Dans Une rencontre à Pékin (éditions Allia, 2017), le sinologue Jean François Billeter a raconté son double coup de foudre pour la Chine au mitan des années 1960, et la jeune doctoresse qui allait devenir, après des péripéties dignes d’un roman kafkaïen, son épouse, Wen.
La vie a passé, et Wen, femme heureuse, indépendante, est morte, subitement, mais tranquillement, en novembre 2012, après une aventure de quarante-huit ans de vie commune.
Il fallait un second un livre pour penser le sens d’une destinée. Paru au même moment qu’Une rencontre à Pékin, tel un diptyque, Une autre Aurélia est le journal d’une expérience fondamentale : la vie après le décès d’une compagne aimée, et la persistance de sa présence par-delà son absence physique.
« Quand on perd son conjoint, les autres vous mettent à part des vivants. Voyant à côté de vous une place vide, ils en déduisent que vous n’êtes plus qu’à demi et que vous vivez dans le manque – alors qu’au contraire la vie n’a jamais été aussi intense. »
Poursuivant sa pratique quotidienne de diariste, Jean François Billeter a noté pour essayer de le comprendre le processus d’une disparition, l’effet de persistance de l’autre en soi, avec soi.
« 15 nov. Sieste. Accepter l’émotion, comme on le fait de la pluie en avril. Veut-on me consoler ? – Surtout pas. »
Pour le savant suisse, cette expérience de présence modifiée est une connaissance supplémentaire de lui-même, un progrès peut-être dans « l’élargissement du moi » (Lichtenberg).
« 19 nov. La mort n’existe pas. Il n’y a que la vie qui se termine. Le mal que font tous les autres discours. »
Référence à l’Aurélia de Gérard de Nerval, soit la rencontre palpable du rêve et de la réalité, aux marges de la folie, l’ouvrage de Jean François Billeter est une opération de désenvoûtement par la lucidité d’une pensée observant constamment, de façon introspective, le mouvement de la perte et du retour de l’autre, dans une densité d’existence nouvelle, différente.
« 13 déc. Wen, sorte de basse continue, présence égale et douce. Quelle chance d’avoir eu cette compagne dans ma vie. J’ai été heureux avec elle, il faut que je le sois sans elle.
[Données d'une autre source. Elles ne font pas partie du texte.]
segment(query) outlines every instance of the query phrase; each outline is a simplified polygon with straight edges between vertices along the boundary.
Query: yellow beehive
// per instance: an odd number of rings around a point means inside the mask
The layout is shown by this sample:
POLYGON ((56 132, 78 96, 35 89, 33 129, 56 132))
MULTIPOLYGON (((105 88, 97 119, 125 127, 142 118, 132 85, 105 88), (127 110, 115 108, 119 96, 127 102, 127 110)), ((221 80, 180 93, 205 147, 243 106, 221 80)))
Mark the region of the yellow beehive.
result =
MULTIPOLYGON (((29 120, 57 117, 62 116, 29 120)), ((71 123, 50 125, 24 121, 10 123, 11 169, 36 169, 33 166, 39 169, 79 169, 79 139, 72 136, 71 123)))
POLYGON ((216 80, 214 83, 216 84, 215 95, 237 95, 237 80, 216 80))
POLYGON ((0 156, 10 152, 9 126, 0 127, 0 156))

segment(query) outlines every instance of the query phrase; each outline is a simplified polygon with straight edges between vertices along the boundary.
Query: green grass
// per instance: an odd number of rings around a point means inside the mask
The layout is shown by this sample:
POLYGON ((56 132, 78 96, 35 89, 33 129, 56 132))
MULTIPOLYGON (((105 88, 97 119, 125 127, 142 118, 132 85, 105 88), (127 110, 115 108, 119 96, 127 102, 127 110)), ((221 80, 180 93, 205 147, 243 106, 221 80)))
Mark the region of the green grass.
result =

Je lui dois cela. »
Il importe alors, pour qui refuse de se bercer d’illusions consolatrices, d’établir plus avant la science d’une nouvelle conception du sujet, sans rien masquer des déséquilibres et des mouvements tendant à la stabilité retrouvée, quoique autre.
Retrouver calmement Wen-Aurélia par le travail comme puissance d’intégration, et l’écoute de la musique de Bach.
Mais à qui raconter désormais les grandes découvertes, les passages de seuils ? Faut-il accepter la dissymétrie ?

Maurice Blanchot : « Qui veut se souvenir doit se confier à l’oubli, à ce risque qui est l’oubli absolu et à ce beau hasard que devient alors le souvenir. »
Dans un rêve, Wen apparaît de nouveau, comme l’ami Jacques Derrida dans un songe d’Hélène Cixous (Hyperrêve, éditions Galilée, 2006).
La solitude, les pleurs intenses, l’abattement, le besoin de tendresse, les frayeurs soudaines, les instants de panique, certes, mais il y a aussi « la loi de l’activité ».
Faire de la place pour accueillir le retour de l’aimée.
« Je me souviens maintenant des moments où le simple fait d’exister et d’être ensemble suffisait à notre bonheur. » – voilà l’usage du monde, du frère Nicolas Bouvier.
« Au réveil, la nostalgie avait disparu » – voilà l’aube nouvelle du frère Arthur Rimbaud.
Transformer la mort en puissance de vie, à la façon de la joie spinoziste.
Et se placer de nouveau au commencement des choses, comme le dit Tchouang-Tseu.
« 30 mai Les autres me croient isolé ou enfermé, mais c’est le contraire : une cloison a disparu, des trésors de tendresse circulent et se renouvellent sans cesse. »
Et rire encore, ensemble, d’un rire énorme, stendhalien.
« Il faut être heureux pour se souvenir du bonheur. »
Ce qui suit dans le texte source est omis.